2020 has been a very different year ….to start with, first the devastating bushfire crisis which impacted upon the lives of so many friends and associates, followed by the virus pandemic and the global impact upon everyone.
As they say in the classics – nil desperandum, and the research goes on, albeit in a different form.
Regular monitoring and fantastic data input has continued, thanks in particular to stalwart Dolphin Champions Sue and John Holman in their boat “Maggie” on Kangaroo Island, underpinned by ongoing land based monitoring and community data input in the region. The time which isolation has provided has given us the opportunity to progress the data review of nearly 14 ½ years of Citizen Science data in the region more energetically, with brilliant outcomes.
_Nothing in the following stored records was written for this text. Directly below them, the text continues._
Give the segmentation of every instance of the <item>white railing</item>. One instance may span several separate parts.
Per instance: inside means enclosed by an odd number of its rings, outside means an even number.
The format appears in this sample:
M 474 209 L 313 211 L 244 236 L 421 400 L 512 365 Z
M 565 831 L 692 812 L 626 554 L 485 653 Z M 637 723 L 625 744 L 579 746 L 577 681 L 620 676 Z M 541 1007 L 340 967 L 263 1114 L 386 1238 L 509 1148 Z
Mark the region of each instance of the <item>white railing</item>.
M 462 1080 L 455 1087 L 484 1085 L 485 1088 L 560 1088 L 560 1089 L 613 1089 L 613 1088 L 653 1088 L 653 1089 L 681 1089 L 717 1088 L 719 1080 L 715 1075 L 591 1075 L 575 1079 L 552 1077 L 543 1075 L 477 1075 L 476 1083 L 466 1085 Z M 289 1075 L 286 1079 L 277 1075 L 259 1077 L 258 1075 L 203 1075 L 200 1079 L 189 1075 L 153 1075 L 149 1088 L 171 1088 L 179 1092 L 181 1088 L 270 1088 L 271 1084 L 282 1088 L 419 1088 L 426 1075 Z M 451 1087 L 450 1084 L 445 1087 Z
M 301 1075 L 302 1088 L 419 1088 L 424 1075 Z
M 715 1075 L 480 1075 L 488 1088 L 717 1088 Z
A focus on the identification of female and calf Bottlenose dolphin pairs, life histories etc has confirmed the calving occurring in all 12 months of the year locally – a great result.
A brilliant collaboration with AusOcean www.ausocean.org has seen the digital acoustic recorders recently deployed, setting up acoustic monitoring stations to record whale and dolphin activity along the North Coast of Kangaroo Island. This will provide a fascinating insight into cetacean migrations and the Southern Right whales in particular. A brilliant concept realised thanks to AusOcean, and a long time in the making.
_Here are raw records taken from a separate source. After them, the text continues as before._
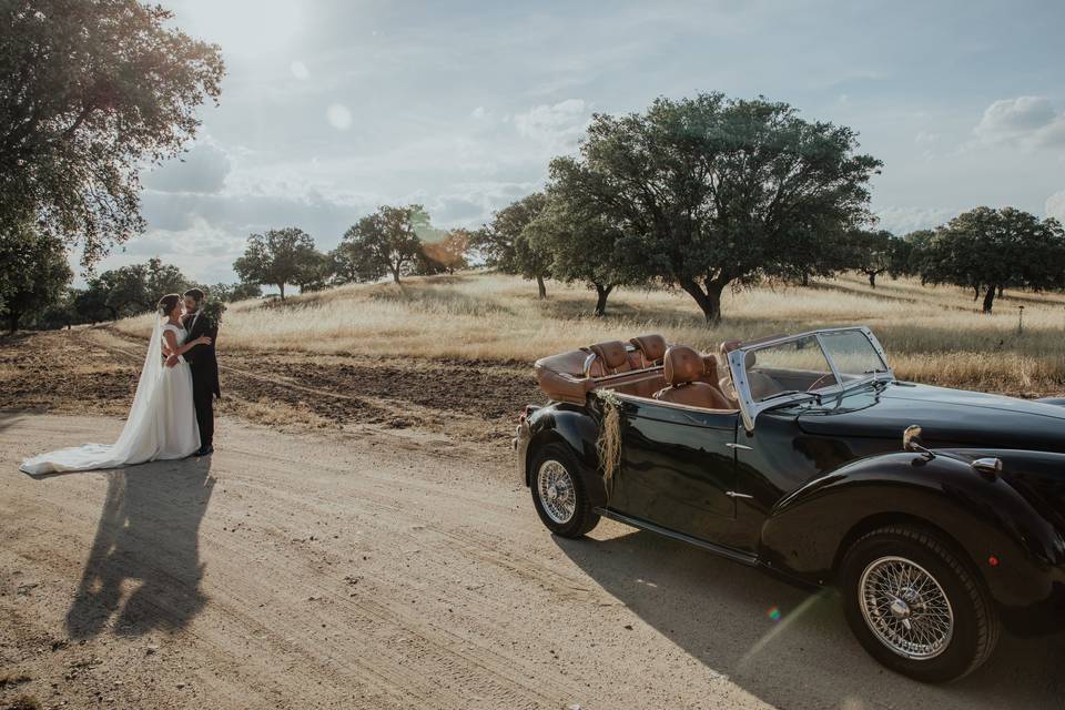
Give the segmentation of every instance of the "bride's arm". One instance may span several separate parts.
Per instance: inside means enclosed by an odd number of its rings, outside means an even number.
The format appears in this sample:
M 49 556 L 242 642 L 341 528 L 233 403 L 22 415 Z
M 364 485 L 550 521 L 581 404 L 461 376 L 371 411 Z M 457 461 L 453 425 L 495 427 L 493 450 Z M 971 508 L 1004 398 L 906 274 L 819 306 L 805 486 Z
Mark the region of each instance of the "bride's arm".
M 173 365 L 171 364 L 171 356 L 184 355 L 186 352 L 191 351 L 191 349 L 192 349 L 193 347 L 195 347 L 196 345 L 210 345 L 210 344 L 211 344 L 211 338 L 207 337 L 206 335 L 202 335 L 202 336 L 197 337 L 196 339 L 190 341 L 190 342 L 187 342 L 187 343 L 185 343 L 184 345 L 182 345 L 182 346 L 179 347 L 179 346 L 178 346 L 178 337 L 174 335 L 173 331 L 164 331 L 164 332 L 163 332 L 163 341 L 166 343 L 165 349 L 170 351 L 170 354 L 168 355 L 168 358 L 166 358 L 166 366 L 168 366 L 168 367 L 173 367 L 174 365 L 178 364 L 176 362 L 174 362 Z

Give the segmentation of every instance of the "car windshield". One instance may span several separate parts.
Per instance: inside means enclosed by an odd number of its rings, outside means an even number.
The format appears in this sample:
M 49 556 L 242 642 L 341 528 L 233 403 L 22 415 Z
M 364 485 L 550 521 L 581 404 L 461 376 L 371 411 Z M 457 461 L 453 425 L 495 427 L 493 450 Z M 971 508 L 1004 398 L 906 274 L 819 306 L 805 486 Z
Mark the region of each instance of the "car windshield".
M 744 358 L 747 382 L 755 402 L 815 392 L 838 384 L 824 351 L 813 335 L 748 351 Z
M 821 343 L 844 383 L 888 372 L 888 365 L 861 331 L 822 333 Z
The Australian Ocean Lab – AusOcean are a fantastic environmental not-for-profit organisation with a difference. Their mission is to help our oceans through technology, partnering with other NPOs in the area of marine conservation. Developing and applying technology for solving ocean science and conservation challenges…how amazing is that!!
We are incredibly grateful for their wonderful expertise, enthusiasm, generosity and support.
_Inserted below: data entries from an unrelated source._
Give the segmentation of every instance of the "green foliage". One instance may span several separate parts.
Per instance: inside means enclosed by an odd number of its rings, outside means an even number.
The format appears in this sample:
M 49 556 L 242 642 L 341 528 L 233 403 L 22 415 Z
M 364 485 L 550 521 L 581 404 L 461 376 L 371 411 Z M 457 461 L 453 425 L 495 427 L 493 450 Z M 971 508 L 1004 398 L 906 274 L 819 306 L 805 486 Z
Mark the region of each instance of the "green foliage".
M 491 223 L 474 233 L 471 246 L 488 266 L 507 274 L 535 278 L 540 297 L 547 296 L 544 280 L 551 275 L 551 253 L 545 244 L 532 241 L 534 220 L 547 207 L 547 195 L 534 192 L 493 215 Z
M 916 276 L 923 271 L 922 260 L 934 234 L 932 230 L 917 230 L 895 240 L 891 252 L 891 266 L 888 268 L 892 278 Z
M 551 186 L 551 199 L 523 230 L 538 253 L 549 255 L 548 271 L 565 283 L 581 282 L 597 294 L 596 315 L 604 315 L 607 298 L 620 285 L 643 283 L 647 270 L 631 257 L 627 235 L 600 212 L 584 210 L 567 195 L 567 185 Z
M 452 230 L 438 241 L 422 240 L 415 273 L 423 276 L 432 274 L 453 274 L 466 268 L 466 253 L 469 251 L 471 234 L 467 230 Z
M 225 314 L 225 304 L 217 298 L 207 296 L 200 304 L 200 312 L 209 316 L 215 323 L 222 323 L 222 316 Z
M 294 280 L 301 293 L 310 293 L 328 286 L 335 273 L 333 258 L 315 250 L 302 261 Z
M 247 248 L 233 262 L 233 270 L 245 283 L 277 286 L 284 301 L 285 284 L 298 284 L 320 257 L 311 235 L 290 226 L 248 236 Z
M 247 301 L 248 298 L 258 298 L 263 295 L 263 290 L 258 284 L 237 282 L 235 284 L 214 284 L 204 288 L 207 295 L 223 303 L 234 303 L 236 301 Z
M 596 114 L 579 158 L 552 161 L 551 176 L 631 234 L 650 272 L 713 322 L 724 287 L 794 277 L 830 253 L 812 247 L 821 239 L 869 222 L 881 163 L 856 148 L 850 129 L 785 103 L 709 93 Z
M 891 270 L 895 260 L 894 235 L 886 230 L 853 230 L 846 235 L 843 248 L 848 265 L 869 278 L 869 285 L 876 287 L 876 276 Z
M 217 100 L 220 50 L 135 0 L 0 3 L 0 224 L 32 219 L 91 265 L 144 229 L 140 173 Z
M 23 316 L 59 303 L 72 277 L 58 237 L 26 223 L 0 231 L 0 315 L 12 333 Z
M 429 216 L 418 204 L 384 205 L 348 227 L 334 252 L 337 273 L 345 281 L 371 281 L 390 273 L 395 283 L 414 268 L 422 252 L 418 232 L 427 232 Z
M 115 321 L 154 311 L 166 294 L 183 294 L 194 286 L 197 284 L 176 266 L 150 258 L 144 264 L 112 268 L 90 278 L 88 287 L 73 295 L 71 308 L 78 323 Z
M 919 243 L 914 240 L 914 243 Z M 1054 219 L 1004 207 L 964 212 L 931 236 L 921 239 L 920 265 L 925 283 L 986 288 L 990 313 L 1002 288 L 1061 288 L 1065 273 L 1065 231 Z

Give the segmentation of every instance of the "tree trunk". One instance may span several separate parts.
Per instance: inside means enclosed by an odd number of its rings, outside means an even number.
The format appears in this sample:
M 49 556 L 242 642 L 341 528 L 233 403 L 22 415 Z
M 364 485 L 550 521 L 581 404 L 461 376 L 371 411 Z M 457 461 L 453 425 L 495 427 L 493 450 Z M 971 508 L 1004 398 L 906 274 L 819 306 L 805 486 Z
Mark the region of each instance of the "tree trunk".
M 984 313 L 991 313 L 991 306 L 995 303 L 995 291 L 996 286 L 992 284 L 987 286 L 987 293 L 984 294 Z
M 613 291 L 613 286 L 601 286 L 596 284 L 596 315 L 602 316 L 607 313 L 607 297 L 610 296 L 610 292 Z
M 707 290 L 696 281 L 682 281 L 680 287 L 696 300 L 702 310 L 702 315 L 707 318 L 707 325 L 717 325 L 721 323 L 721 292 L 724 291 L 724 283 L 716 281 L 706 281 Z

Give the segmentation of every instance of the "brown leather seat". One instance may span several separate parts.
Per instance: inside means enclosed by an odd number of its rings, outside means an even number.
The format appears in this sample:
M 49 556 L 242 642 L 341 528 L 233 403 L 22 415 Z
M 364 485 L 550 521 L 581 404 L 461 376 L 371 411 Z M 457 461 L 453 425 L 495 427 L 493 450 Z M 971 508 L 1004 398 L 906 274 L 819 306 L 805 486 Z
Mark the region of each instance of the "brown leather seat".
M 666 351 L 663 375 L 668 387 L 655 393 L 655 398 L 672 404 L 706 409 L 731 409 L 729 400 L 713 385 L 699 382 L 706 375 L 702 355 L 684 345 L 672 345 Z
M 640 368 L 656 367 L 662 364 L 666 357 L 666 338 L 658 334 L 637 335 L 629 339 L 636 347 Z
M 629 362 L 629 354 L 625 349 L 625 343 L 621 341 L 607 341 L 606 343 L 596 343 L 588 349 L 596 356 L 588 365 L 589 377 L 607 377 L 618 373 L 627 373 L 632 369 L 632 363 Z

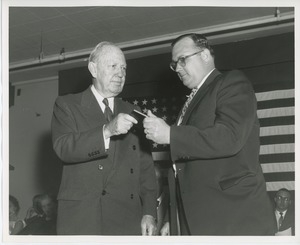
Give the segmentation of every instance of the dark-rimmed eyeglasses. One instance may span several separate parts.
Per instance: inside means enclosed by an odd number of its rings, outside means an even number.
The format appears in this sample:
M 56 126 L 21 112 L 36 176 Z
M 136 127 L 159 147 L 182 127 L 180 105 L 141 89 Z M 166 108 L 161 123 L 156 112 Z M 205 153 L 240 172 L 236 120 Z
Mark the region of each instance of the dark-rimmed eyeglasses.
M 190 58 L 190 57 L 192 57 L 192 56 L 194 56 L 194 55 L 196 55 L 196 54 L 199 54 L 199 53 L 201 53 L 202 51 L 204 51 L 204 50 L 200 50 L 200 51 L 198 51 L 198 52 L 196 52 L 196 53 L 193 53 L 193 54 L 190 54 L 190 55 L 187 55 L 187 56 L 183 56 L 183 57 L 180 57 L 177 61 L 172 61 L 171 63 L 170 63 L 170 68 L 173 70 L 173 71 L 176 71 L 176 67 L 177 67 L 177 65 L 179 64 L 181 67 L 185 67 L 185 65 L 186 65 L 186 59 L 188 59 L 188 58 Z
Read all about their inspirational work through a range of exciting projects and their vital research at Smith Bay on Kangaroo Island on https://blog.ausocean.org
Looking ahead with optimism and hope as much as possible…… and sending good wishes with love to this wonderful world!
Year 8 Citizen Scientists from both the city and the country, following classroom presentations, enjoyed working in dolphin research with Dolphin Watch in September and November last year. Two classes of SHIP students from Seaton High School in Adelaide and two classes from Kingscote Campus of Kangaroo Island Community Education assisted with data collection efforts using photographic identification techniques, aboard Kangaroo Island Marine Adventures “Island Explorer”.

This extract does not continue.